Trophy hunting stunting the horns of Bighorn sheep, study finds

Trophy hunting of bighorn rams is stunting the growth of the species' most famous feature, according to research at the University of Alberta.

'What you have here is clearly artificial selection,' biology professor says

A study of a population of bighorn sheep at Ram Mountain near Nordegg, southwest of Edmonton, concluded that hunting pressure resulted in smaller horn sizes. (Supplied )

Trophy hunting of bighorn rams is stunting the growth of the species' most famous feature, according to research at the University of Alberta.

The 43-year study on a population of bighorn sheep at Ram Mountain near Nordegg, Atlta., about 300 kilometres southwest of Edmonton, concluded that hunting is responsible for the "artificial evolution" of the species, resulting in smaller horn sizes.

"What you have here is clearly artificial selection," said biological sciences professor David Coltman. "You can imagine that harvested animals don't have any more offspring.
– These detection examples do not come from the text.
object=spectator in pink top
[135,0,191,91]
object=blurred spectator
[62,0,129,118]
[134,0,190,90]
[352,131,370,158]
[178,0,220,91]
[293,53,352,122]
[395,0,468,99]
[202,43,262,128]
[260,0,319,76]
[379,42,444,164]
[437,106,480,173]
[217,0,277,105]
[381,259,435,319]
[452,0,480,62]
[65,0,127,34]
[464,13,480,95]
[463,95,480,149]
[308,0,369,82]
Their genes are removed from the gene pool."

In an interview on Edmonton AM Thursday, Coltman said the average size of horns within the isolated herd declined more than 20 per cent over 20 years, a trend which continued with surprising regularity until the mid 1990's when hunting was halted in the area.

"In the first half of the study, the population was being hunted under the same regulations as the rest of Alberta, so any ram that reached the legal size limit could be shot," said Coltman. 

"When hunting stopped, the decline stopped," he said. "They gradually started to recover but the decline was much more rapid than the recovery was. Human influence is much stronger than natural influences."  

Big trophies become sparse 

Because rams reach their peak reproductive years long after their horns reach the legal size limit for hunting, Coltman said the trait for large horns is systematically culled from ram populations.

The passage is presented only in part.